Helm Chart and Zero-Downtime Rolling Upgrades

Upgrading an in-memory database in production is nerve-wracking. Losing a pod means losing cached state. ZeptoDB’s Helm chart is designed around one principle: never reduce capacity during a rollout.

Helm Chart Structure

The chart lives in helm/zeptodb/ and converts the previous monolithic deployment.yaml into parameterized templates:

Template	Purpose
`deployment.yaml`	Rolling update strategy, pod anti-affinity, config checksum
`service.yaml`	LoadBalancer + headless service
`configmap.yaml`	Server configuration from values
`pvc.yaml`	Persistent storage (conditional)
`hpa.yaml`	Horizontal Pod Autoscaler (conditional)
`pdb.yaml`	PodDisruptionBudget (conditional)
`servicemonitor.yaml`	Prometheus Operator integration (conditional)

A single values.yaml drives both standalone and distributed mode via the cluster.enabled toggle. Cluster ports (RPC, heartbeat) are only exposed when clustering is on.

Zero-Downtime Strategy

The core of the rolling update configuration:

strategy:
  type: RollingUpdate
  rollingUpdate:
    maxSurge: 1
    maxUnavailable: 0

maxUnavailable: 0 is the key. Kubernetes must bring up a new pod and confirm it’s ready before terminating an old one. Combined with preStop sleep, this ensures in-flight queries complete before the old pod shuts down.

Why This Matters for In-Memory Databases

Losing a pod = losing cached state (RDB partitions, active queries)
HFT workloads cannot tolerate even brief capacity reduction
maxSurge: 1 means at most one extra pod during rollout — controlled resource usage

PodDisruptionBudget

apiVersion: policy/v1
kind: PodDisruptionBudget
spec:
  minAvailable: 2
  selector:
    matchLabels:
      app: zeptodb

Without a PDB, kubectl drain during node maintenance can kill quorum. With minAvailable: 2, Kubernetes blocks eviction if it would drop below two healthy pods. This is critical for in-memory databases where state loss has real consequences.

Config Checksum Annotation

Kubernetes doesn’t restart pods when a ConfigMap changes. This is a common source of “I changed the config but nothing happened” issues.

The Helm chart solves this with a checksum annotation:

template:
  metadata:
    annotations:
      checksum/config: {{ include (print $.Template.BasePath "/configmap.yaml") . | sha256sum }}

When the ConfigMap content changes, the checksum changes, which triggers a rolling restart.
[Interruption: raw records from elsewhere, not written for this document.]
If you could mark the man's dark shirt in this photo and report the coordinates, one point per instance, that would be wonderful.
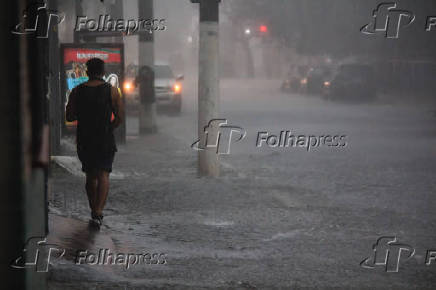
(94, 129)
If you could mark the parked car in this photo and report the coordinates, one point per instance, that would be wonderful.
(316, 78)
(168, 88)
(296, 79)
(353, 82)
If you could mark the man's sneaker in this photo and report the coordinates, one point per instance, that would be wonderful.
(96, 220)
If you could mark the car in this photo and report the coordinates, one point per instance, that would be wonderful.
(168, 88)
(295, 81)
(316, 77)
(353, 82)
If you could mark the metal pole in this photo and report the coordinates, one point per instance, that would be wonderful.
(208, 85)
(147, 114)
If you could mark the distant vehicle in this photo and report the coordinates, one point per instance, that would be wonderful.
(168, 88)
(316, 77)
(296, 79)
(353, 82)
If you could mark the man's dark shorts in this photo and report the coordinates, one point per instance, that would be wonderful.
(95, 161)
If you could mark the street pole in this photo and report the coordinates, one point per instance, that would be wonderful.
(147, 114)
(208, 85)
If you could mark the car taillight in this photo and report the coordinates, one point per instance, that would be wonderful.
(177, 88)
(128, 86)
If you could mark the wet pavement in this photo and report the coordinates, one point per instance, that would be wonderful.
(277, 217)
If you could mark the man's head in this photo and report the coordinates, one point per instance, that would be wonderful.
(95, 68)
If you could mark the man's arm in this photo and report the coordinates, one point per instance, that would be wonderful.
(70, 113)
(118, 107)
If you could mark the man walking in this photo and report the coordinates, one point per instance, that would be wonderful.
(92, 104)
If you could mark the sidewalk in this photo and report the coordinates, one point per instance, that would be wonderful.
(258, 229)
(155, 204)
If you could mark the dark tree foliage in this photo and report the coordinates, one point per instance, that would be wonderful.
(333, 26)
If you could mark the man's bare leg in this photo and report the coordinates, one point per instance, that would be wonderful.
(91, 190)
(102, 190)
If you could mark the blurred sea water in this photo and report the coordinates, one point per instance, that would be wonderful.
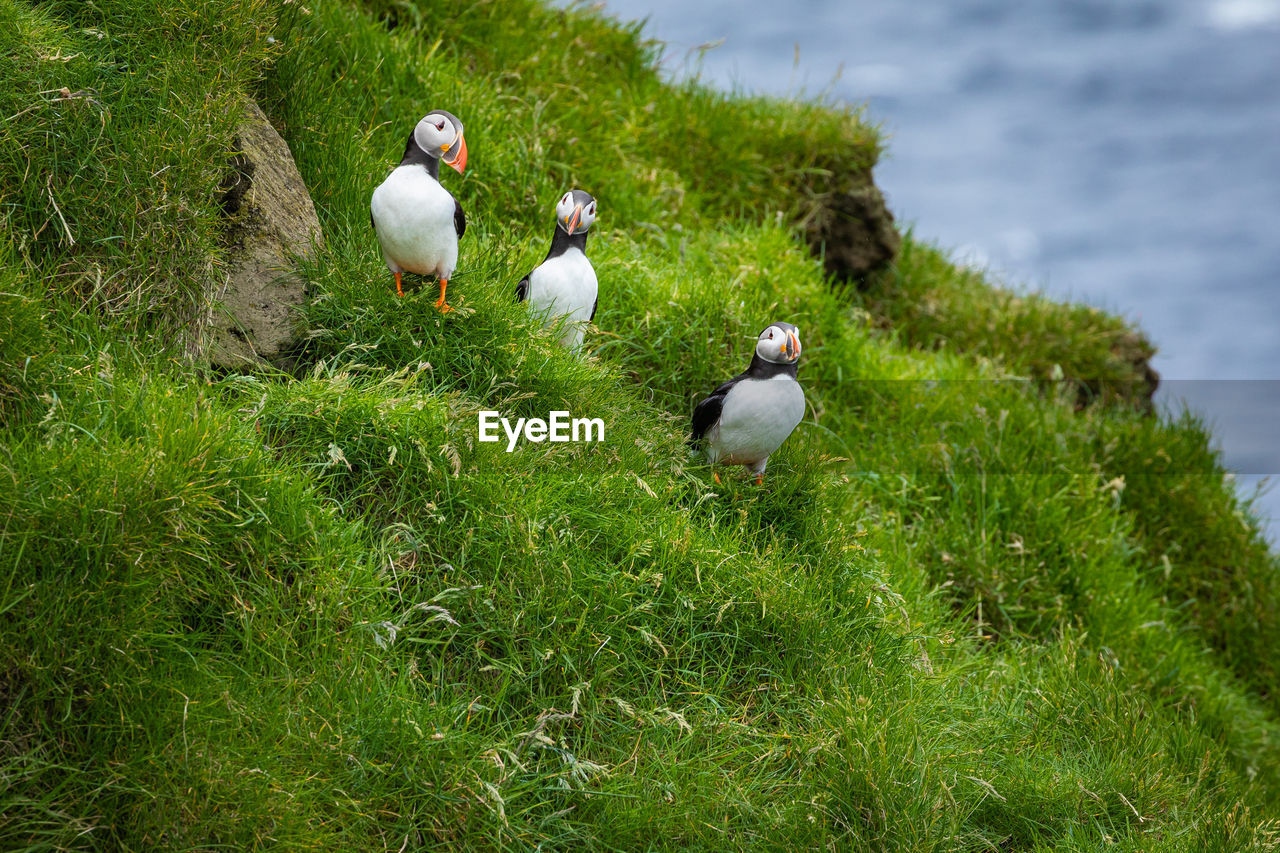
(1119, 153)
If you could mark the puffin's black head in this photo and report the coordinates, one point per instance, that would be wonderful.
(780, 343)
(439, 135)
(575, 211)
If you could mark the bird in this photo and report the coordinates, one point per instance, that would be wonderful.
(417, 222)
(749, 416)
(563, 287)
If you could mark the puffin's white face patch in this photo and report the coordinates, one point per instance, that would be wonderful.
(568, 204)
(434, 132)
(778, 345)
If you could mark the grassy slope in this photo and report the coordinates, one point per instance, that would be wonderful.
(315, 611)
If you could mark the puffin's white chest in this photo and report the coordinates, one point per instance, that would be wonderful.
(755, 419)
(414, 218)
(565, 287)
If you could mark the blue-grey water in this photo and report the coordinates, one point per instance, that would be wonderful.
(1120, 153)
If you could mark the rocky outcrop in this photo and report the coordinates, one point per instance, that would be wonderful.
(270, 224)
(853, 231)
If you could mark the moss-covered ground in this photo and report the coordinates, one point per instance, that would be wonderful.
(310, 610)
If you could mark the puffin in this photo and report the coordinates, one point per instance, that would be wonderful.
(749, 416)
(416, 220)
(563, 287)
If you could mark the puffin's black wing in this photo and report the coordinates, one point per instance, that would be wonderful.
(708, 410)
(460, 219)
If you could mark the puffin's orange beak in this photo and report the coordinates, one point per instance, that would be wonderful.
(571, 222)
(460, 154)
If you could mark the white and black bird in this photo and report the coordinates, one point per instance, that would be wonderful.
(749, 416)
(563, 287)
(416, 219)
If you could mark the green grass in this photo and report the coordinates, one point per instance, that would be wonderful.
(314, 611)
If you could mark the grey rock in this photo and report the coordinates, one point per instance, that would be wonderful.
(270, 224)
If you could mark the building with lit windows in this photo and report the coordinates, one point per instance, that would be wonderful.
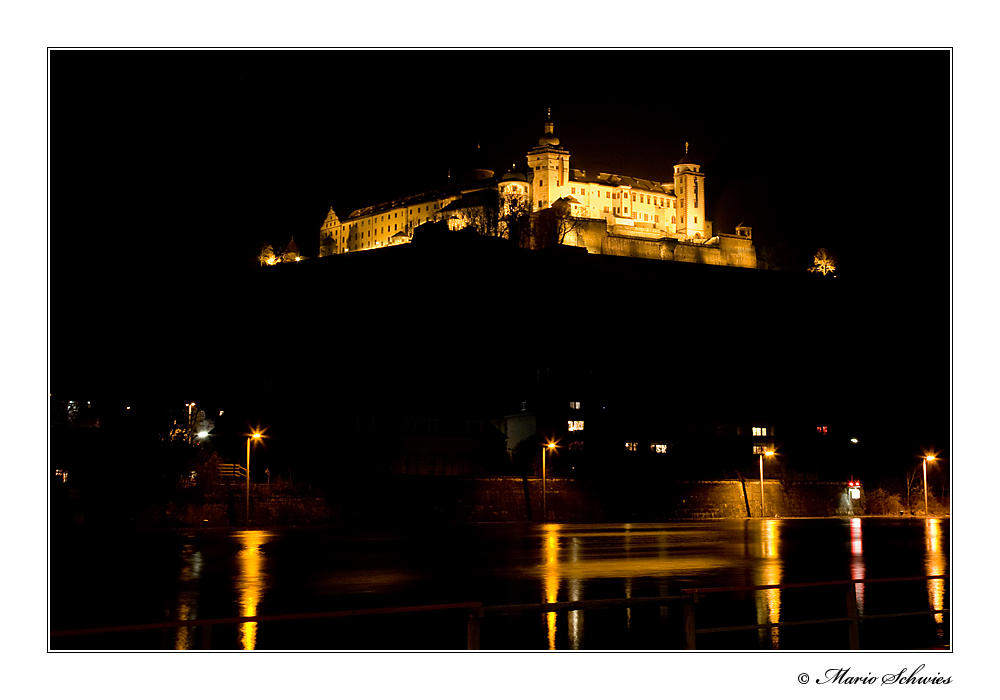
(605, 213)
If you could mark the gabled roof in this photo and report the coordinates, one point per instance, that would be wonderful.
(616, 180)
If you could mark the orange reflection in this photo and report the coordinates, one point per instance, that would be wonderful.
(574, 618)
(551, 578)
(250, 582)
(187, 599)
(769, 574)
(934, 565)
(857, 563)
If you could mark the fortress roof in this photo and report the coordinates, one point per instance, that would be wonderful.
(617, 181)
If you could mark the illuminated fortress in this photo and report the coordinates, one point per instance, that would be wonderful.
(605, 213)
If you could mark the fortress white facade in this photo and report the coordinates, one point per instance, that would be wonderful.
(611, 214)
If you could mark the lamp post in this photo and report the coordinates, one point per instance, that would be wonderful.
(762, 481)
(545, 513)
(928, 458)
(255, 436)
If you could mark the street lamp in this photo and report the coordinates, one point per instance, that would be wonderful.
(927, 458)
(762, 481)
(255, 436)
(550, 446)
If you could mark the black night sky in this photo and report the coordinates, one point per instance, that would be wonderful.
(169, 169)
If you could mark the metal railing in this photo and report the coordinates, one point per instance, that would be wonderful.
(477, 612)
(853, 619)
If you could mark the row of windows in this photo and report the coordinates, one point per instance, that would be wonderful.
(655, 447)
(643, 198)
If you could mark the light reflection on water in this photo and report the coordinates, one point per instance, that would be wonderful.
(571, 562)
(251, 580)
(935, 566)
(858, 563)
(769, 574)
(187, 599)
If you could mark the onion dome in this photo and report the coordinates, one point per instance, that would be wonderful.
(548, 138)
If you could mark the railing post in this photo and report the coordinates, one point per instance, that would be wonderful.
(853, 624)
(689, 628)
(473, 627)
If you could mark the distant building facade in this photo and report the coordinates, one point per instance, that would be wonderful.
(605, 213)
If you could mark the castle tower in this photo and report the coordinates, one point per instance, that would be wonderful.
(689, 188)
(549, 166)
(329, 234)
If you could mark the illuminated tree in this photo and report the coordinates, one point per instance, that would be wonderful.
(553, 225)
(823, 262)
(266, 255)
(515, 217)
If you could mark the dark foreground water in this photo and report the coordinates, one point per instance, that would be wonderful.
(99, 581)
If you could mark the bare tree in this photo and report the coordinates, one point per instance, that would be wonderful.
(823, 262)
(266, 255)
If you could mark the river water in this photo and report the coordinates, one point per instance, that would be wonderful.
(100, 581)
Config-only updates get the same zero-downtime treatment as image upgrades.

Four Upgrade Strategies

1. Standard Release

helm upgrade zeptodb helm/zeptodb/ \
  --set image.tag=v1.2.0 \
  --wait --timeout 5m

Routine releases. Helm handles the rolling update automatically.

2. Config-Only Update

Change values in values.yaml and run helm upgrade. The checksum annotation detects the ConfigMap change and triggers a rolling restart — no image change needed.

3. Canary Deployment

For high-risk changes, deploy a separate Helm release:

# Deploy canary alongside production
helm install zeptodb-canary helm/zeptodb/ \
  --set image.tag=v2.0.0-rc1 \
  --set replicaCount=1

# Test canary, then promote
helm upgrade zeptodb helm/zeptodb/ --set image.tag=v2.0.0
helm uninstall zeptodb-canary

4. Cluster Mode Upgrade

Extended grace period for WAL replay and state recovery:

helm upgrade zeptodb helm/zeptodb/ \
  --set image.tag=v1.2.0 \
  --set cluster.enabled=true \
  --set terminationGracePeriodSeconds=120 \
  --wait --timeout 10m

Instant Rollback

# Check revision history
helm history zeptodb

# Rollback to previous revision
helm rollback zeptodb 3

Helm maintains revision history, so rollback is a single command. The same zero-downtime rolling update strategy applies in reverse.

Zero downtime

maxUnavailable: 0 ensures a new pod is ready before the old one terminates. No capacity reduction during rollout.

PDB protection

PodDisruptionBudget prevents node drain from killing quorum. minAvailable: 2 guarantees service continuity.

Auto config reload

ConfigMap checksum annotation triggers rolling restart on config changes — no manual pod deletion needed.

Instant rollback

Helm revision history enables single-command rollback with the same zero-downtime guarantees.